27 Kasım 2018 Salı

“Abla”ya Göre Hâl ve Gidiş 54 (Bohemian Rhapsody ve Bir Bilge: Freddie Mercury)

 
Her zaman en beğendiği filmler arasında kalacak olan Olağan Şüpheliler’in yönetmeni Bryan Singer’ın yönettiği Bohemian Rhapsody, “abla”nın etkisinden kurtulmak için çabalamak zorunda kaldığı filmlerden…
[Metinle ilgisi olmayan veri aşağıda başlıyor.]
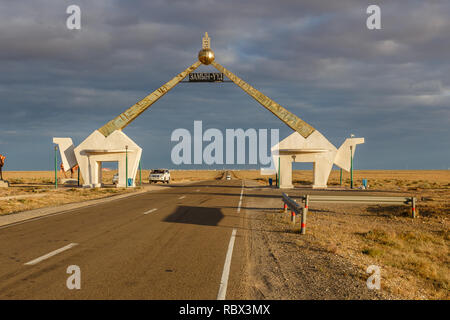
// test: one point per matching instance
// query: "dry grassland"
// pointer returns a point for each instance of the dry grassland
(413, 253)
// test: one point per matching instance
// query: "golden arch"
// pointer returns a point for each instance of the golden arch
(206, 56)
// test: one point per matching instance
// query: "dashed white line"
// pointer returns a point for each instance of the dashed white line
(226, 268)
(240, 199)
(51, 254)
(150, 211)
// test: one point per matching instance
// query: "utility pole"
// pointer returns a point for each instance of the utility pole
(56, 167)
(351, 167)
(126, 166)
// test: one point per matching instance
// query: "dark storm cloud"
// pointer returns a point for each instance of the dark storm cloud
(316, 58)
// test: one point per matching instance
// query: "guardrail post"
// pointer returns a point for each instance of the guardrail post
(304, 213)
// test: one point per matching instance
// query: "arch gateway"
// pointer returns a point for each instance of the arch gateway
(109, 143)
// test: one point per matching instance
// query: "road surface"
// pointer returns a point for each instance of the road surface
(185, 242)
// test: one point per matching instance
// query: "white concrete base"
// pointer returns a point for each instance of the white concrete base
(97, 148)
(316, 149)
(65, 181)
(4, 184)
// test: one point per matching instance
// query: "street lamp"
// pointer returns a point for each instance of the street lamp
(351, 163)
(126, 166)
(56, 167)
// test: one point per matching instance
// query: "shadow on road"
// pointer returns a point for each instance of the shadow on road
(196, 215)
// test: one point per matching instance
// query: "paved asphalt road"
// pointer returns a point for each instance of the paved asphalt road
(168, 244)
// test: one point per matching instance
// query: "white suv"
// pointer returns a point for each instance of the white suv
(162, 175)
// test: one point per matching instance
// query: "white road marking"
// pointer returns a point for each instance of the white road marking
(150, 211)
(240, 199)
(226, 268)
(51, 254)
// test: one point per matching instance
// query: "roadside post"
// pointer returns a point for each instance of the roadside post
(278, 176)
(304, 213)
(351, 167)
(56, 167)
(126, 166)
(140, 174)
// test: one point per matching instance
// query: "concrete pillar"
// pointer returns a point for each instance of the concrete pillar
(286, 172)
(321, 171)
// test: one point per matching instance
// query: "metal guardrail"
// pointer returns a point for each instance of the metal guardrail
(296, 208)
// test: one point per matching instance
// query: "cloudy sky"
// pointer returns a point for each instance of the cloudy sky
(315, 58)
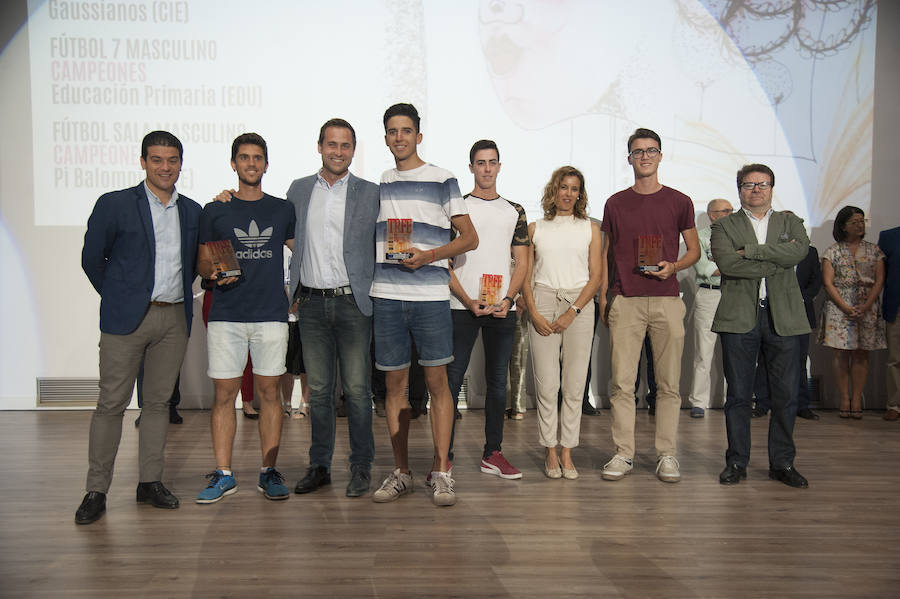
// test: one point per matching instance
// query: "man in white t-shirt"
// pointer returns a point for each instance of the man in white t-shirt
(419, 204)
(484, 285)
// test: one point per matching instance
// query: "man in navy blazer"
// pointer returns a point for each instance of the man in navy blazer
(889, 242)
(330, 276)
(140, 253)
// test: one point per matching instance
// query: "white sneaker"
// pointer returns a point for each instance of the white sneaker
(617, 468)
(442, 487)
(667, 469)
(396, 484)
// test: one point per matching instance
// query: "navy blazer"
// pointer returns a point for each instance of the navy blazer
(360, 216)
(809, 277)
(119, 256)
(889, 242)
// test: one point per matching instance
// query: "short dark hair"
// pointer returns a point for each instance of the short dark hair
(336, 123)
(161, 138)
(402, 110)
(483, 144)
(641, 133)
(755, 168)
(840, 221)
(249, 138)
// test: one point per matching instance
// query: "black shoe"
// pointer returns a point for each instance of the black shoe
(92, 507)
(316, 476)
(759, 412)
(732, 474)
(157, 495)
(807, 414)
(789, 476)
(360, 480)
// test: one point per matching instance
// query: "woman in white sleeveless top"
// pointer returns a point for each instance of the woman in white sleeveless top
(565, 271)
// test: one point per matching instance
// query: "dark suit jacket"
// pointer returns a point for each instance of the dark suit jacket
(119, 256)
(889, 242)
(786, 245)
(809, 277)
(360, 215)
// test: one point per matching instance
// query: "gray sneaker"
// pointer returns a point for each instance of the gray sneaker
(667, 469)
(396, 484)
(442, 489)
(617, 468)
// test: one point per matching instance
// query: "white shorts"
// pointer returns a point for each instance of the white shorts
(228, 342)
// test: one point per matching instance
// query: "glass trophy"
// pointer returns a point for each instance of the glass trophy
(224, 259)
(399, 239)
(649, 253)
(491, 287)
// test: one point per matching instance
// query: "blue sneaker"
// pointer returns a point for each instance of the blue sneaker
(220, 485)
(271, 483)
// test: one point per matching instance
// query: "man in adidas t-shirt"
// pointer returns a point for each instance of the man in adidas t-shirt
(419, 204)
(248, 312)
(484, 285)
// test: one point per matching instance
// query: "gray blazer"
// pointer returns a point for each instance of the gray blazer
(363, 202)
(786, 245)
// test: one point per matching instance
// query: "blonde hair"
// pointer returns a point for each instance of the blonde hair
(548, 201)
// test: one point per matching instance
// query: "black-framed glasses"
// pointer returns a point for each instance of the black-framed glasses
(649, 152)
(748, 186)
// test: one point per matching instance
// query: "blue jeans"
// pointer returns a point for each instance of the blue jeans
(739, 351)
(333, 331)
(497, 337)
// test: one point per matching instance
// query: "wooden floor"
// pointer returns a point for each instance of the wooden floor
(530, 538)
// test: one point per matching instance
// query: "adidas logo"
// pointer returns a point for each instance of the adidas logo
(254, 239)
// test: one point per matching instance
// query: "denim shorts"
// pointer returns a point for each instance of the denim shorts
(228, 342)
(429, 325)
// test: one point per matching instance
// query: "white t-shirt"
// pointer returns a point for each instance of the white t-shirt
(500, 224)
(430, 196)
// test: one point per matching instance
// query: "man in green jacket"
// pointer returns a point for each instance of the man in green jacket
(756, 250)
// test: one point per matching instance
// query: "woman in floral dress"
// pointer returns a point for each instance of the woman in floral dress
(851, 324)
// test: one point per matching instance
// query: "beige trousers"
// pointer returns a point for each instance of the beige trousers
(630, 319)
(567, 353)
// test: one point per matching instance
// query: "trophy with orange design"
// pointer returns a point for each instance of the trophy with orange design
(491, 288)
(649, 253)
(399, 240)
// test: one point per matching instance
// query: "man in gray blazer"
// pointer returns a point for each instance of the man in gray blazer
(761, 307)
(331, 272)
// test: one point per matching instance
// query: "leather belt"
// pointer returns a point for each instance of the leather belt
(336, 292)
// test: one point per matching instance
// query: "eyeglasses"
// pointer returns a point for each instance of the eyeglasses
(748, 186)
(649, 152)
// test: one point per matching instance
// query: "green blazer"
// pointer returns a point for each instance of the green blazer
(786, 245)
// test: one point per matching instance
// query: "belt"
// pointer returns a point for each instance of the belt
(336, 292)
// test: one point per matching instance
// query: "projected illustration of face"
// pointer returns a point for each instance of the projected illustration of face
(551, 60)
(401, 138)
(162, 165)
(337, 151)
(250, 163)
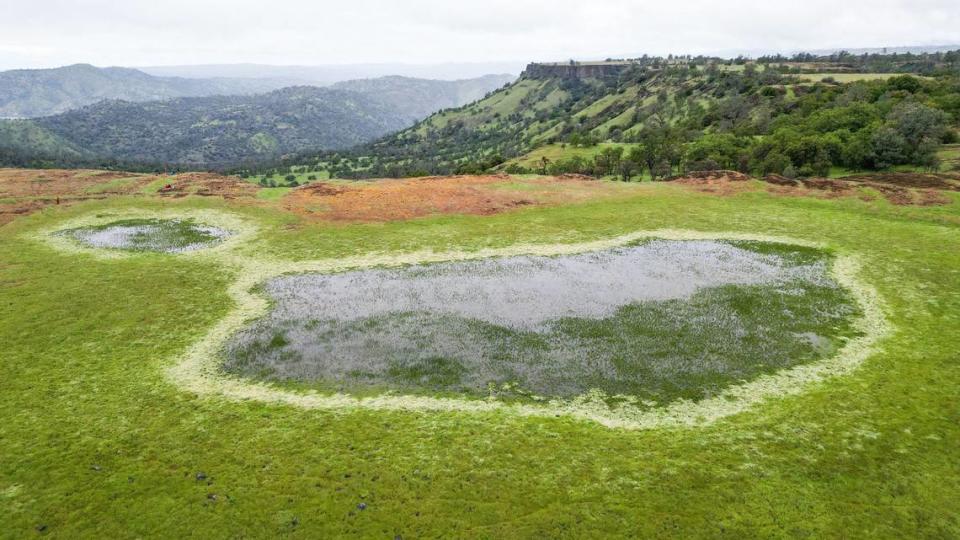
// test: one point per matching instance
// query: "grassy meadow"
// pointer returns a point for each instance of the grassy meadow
(96, 441)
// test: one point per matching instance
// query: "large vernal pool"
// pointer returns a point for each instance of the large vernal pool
(158, 235)
(659, 320)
Faruk, bir Zerdüşt; birer bavulla ülkelerini terk edip İngiltere’ye göçmüş ailesi, babanın tekrarladığı “iyi niyet, iyi söz, iyi eylem” düsturu uyarınca yaşayıp giderken, havaalanında çalıştığı ara izlediği müzisyenlere katılır. Ortaya koyduğu sıra dışı müzik başlangıçta, piyasanın genel bakışı dışında kalır. Ne mutlu ki –yeni adı ve burcu Başak’ın gezegeni Merkür soyadıyla- Freddie Mercury, kendisi için doğru, uygun insanlarla bir aradadır, hızla üretmeye başlar.
O arada yaşamı boyunca seveceği kadınla, bir zaman sonra da kendisinin bir başka yüzüyle tanışır. Para ve ün çevresine, kendisini sömürmekten başka bir niyeti olmayanları da çeker; yanılmasına, ailesi saydığı grubundan kopmasına neden olur. Bütün bu harala gürele içinde Freddie Mercury, hangi sesin ne kadar tiz olması gerektiğini hiç bocalamadan bilir. Davul üzerinde bozuk paralar, su vs. kullanarak tınının derinine dalar, muhteşem sesini etkileyebileceğini düşünerek, dişleriyle ilgili sıkıntı duysa da bir şey yapmaz.
25 Kasım 1991’de öldüğünde “abla”, bir bilgenin daha, -sevap ile günah arasına sıkışmış, kendini ifade ne kelime, suçluluk duygusuyla yandığı cehennemini ayağı dibinde yaratmış ademoğlu/kızının tersine-, Dünya’dan, tam olması hatta hepimizin yapması gerektiği gibi, şarkısını söyleyip sahneden ayrıldığının bilincindedir.